Abstract
Introduction:
In human neurocysticercosis (NCC), the cellular and molecular mechanisms of host-parasite interactions triggering brain inflammation and epileptic seizures in Sub-Saharan Africa are poorly understood. Emerging evidence indicates that the viability of the cyst of the pork tapeworm Taenia solium determines brain inflammation and, thus, symptom development and disease severity. We have previously shown that while viable cyst-released molecules promote immune regulation and often asymptomatic disease, the fluid from degenerating cysts causes inflammation in microglia and peripheral immune cells, potentially driving immune-mediated pathology. This study aims to elucidate the apoptotic signaling pathways underlying this process and their relevance for symptomatic disease in NCC patients.
Materials and methods:
Human and porcine peripheral immune cells, as well as murine microglia, were exposed to T. solium cyst vesicular fluid (CVF).
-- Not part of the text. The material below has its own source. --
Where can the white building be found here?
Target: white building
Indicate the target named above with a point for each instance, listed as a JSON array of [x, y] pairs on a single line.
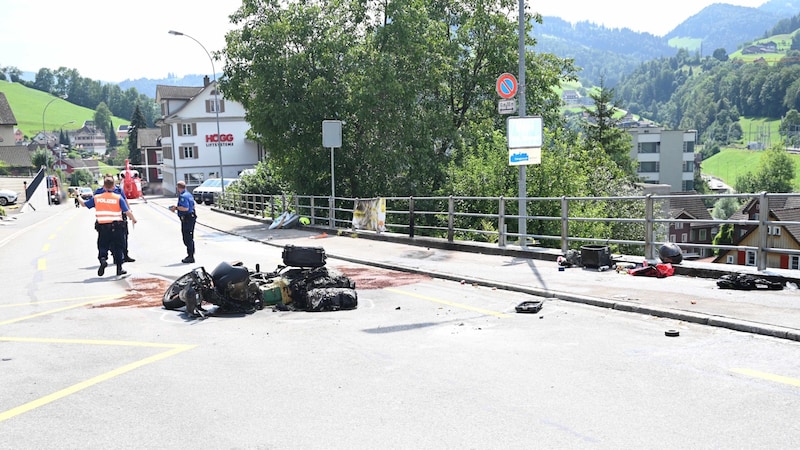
[[189, 136], [664, 157]]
Apoptosis signaling pathways were analysed using flow cytometric FLICA (fluorochrome-labeled inhibitors of caspases) caspase 8 and 9 assays, while mitochondrial dysfunction was assessed via TMRE and MitoTracker Deep Red and Green fluorescent probes. Apoptosis-inducing CVF molecules were identified by differential mass spectrometry and functionally tested using specific inhibitors. Caspase activity and soluble mediators (FasL, ROS, TNFα) were measured in NCC asymptomatic and symptomatic patients' sera, and inflammatory T cell infiltrates expressing caspases near viable and degenerating cysts in naturally infected pig brain slices were examined via immunohistology.
Results:
We found that vesicular fluid derived from cysts primarily induced apoptosis and caspase 3 and 9 activity, and only minimal necrosis, in a dose-dependent manner across central and peripheral immune cells. This effect was prominent in CD16+ monocytes, microglia, and in CD3+ T cell-expressing caspase 3 near degenerating brain cysts. Apoptotic signaling was predominantly mediated by a dynamic remodeling of caspase 9 pathway, accompanied by a significant loss of mitochondrial potential and a sharp decrease in Bid and Bcl2 transcription, favoring the intrinsic over the FasL-dependent extrinsic pathway and mechanisms. This process is primarily mediated by small molecules (< 30 kDa), and remained unaffected by heat and proteinase treatment. Notably, symptomatic NCC patients exhibited elevated FasL levels correlating with increased caspase activity, underscoring the potential contribution of apoptosis to disease pathogenesis.
Conclusions:
This study identifies caspase 9-mediated apoptosis as a mechanism of helminth-induced brain inflammation and implicates FasL in symptomatic disease progression. These insights enhance our understanding of NCC immunopathogenesis and may inform future therapeutic strategies targeting apoptotic pathways.